Like u/maskedenigma was saying, try converting it to both FLAC and MP3 and see if the size difference is okay with you. Also, try listening to both files to see if the quality difference is noticeable enough.
Anything else you do to it, including converting it to an mp3, will only make it worse. What's going on behind the scenes at YouTube? Probably not what you imagine, particularly with regard to where Opus files come from: "YouTube recommends that uploads be in the MP4 video format with AAC audio. So where does WebM and Opus come from?
ffmpeg -i yourvideo.mpeg output.mp4. You can customise which codecs you output with -c:a and -c:v for the audio/video switches such as: ffmpeg -i yourvideo.mpeg -c:a aac output.mp4 or ffmpeg -i yourvideo.mpeg -c:a ac3 output.mp4. You can see all supported formats with ffmpeg -formats
Step 1: Open this website on your computer. And then add your QuickTime from computer, DropBox, Google Drive or URL. Step 2: Choose MOV as your input format and choose MP3 as your output format. Step 3: Now you are able to convert QuickTime to MP3. You can also save your converted files into Dropbox or Google Drive.

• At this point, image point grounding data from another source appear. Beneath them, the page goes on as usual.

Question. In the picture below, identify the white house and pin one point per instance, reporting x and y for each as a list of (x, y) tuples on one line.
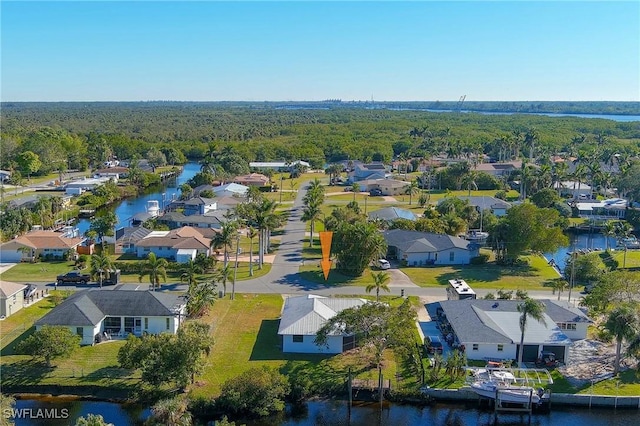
[(490, 329), (423, 248), (97, 314), (40, 243), (181, 244), (11, 298), (303, 316)]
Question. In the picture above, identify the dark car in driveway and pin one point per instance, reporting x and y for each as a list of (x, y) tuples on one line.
[(433, 344)]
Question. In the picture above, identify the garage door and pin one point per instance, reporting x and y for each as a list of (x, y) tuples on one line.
[(558, 350), (530, 353)]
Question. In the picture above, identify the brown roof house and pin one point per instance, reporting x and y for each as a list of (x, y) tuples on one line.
[(180, 245), (46, 244), (253, 179)]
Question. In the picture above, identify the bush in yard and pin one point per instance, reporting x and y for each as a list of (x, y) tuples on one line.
[(256, 392), (480, 259), (49, 343)]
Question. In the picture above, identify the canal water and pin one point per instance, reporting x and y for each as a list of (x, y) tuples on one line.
[(335, 413), (164, 194)]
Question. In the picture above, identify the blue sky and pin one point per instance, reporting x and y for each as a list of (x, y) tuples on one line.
[(253, 51)]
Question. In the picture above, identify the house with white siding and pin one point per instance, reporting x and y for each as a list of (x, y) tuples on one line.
[(97, 314), (303, 316), (490, 329), (180, 245), (46, 244), (415, 248), (11, 298)]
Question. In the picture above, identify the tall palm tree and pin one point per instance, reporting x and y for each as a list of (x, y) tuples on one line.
[(529, 308), (412, 190), (380, 282), (356, 188), (101, 264), (609, 229), (623, 323), (311, 213), (251, 233), (225, 238), (225, 275), (156, 268), (189, 272)]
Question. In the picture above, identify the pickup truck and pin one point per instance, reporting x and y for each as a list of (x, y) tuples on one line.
[(73, 277)]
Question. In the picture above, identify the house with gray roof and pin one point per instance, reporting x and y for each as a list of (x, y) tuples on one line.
[(389, 214), (303, 316), (490, 329), (11, 298), (415, 248), (482, 203), (98, 314)]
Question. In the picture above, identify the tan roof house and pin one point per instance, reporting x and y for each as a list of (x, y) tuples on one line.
[(39, 243), (253, 179), (11, 298)]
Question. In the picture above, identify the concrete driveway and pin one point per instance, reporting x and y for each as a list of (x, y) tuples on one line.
[(399, 279)]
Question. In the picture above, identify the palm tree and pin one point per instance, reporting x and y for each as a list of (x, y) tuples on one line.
[(609, 229), (189, 272), (156, 268), (101, 263), (529, 308), (380, 282), (311, 213), (225, 274), (623, 323), (412, 190), (251, 233), (225, 238), (356, 188)]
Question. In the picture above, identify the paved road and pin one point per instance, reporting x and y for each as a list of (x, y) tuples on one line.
[(283, 277)]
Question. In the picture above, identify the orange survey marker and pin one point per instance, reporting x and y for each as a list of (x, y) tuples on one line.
[(325, 243)]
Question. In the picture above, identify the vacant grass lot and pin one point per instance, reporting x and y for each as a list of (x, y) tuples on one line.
[(245, 334), (535, 276), (47, 271)]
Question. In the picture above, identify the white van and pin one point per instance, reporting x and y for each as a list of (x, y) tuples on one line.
[(384, 264)]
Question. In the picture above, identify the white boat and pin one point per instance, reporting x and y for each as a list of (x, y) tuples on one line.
[(153, 207), (629, 242), (489, 384)]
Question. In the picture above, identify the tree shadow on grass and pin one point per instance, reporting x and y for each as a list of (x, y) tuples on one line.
[(108, 375), (24, 372), (9, 349)]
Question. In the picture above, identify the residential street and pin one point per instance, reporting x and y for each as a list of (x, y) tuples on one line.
[(284, 279)]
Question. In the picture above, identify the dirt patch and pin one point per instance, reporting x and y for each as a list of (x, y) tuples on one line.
[(590, 360)]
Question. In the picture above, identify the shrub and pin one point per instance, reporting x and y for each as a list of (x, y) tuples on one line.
[(256, 392), (480, 259)]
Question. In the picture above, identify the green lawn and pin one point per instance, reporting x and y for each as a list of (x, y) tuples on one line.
[(626, 384), (244, 341), (536, 276), (38, 272)]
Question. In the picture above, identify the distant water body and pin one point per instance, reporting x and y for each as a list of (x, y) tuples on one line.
[(613, 117)]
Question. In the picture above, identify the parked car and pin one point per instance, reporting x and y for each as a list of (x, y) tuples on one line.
[(433, 344), (384, 264), (73, 277)]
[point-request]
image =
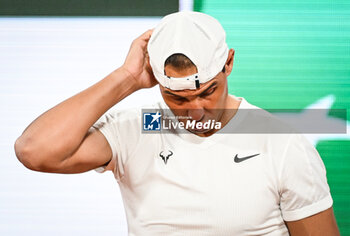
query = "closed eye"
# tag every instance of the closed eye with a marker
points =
(208, 92)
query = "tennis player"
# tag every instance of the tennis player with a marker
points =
(198, 180)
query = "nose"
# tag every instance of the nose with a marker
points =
(195, 110)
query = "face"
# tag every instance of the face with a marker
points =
(208, 102)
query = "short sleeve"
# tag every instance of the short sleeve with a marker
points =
(122, 132)
(304, 190)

To be fair, if you google for this stuff you're mostly going to get spam. The top results are the ones that manipulate search ranking, and they're always the same generic guides with commercial software planted in the steps. Just throw a -o filename.wav in the middle of the code. Hi there, hope you've solved it. If you are still unsatisfied with the audio quality you get, there are 2 solutions. 1, change a video downloader; 2, change a video converter. But it can be done within one program: VideoProc Converter. A question here which I hope someone here would be able to help. There's a bunch of vcds I own where there's a lot of .dat files which I am hoping to convert it into .avi or .mp4 (either is fine) to keep on my pc and I am wondering if there's any good recommended freeware by redditors here that can do the job well for me. It is able to convert Spotify music to MP3 with no need to install any extra programs, including the Spotify app. Personally, it is more user-friendly than Sidify and Tuneskit. I have used one Spotify Music Converter, named Eelphone Spotify Music Converter, I just need to copy the Spotify music link to the converter, then the converter will Currently this takes multiple steps including extracting the audio, transcoding to AAC and then adding the audio back to the video. MKVToolNix is not an encoder, so it can't do what you're asking. Perhaps try VLC player on your device. Or an encoder like HandBrake can convert tracks. Use ffmpeg. R5T3F.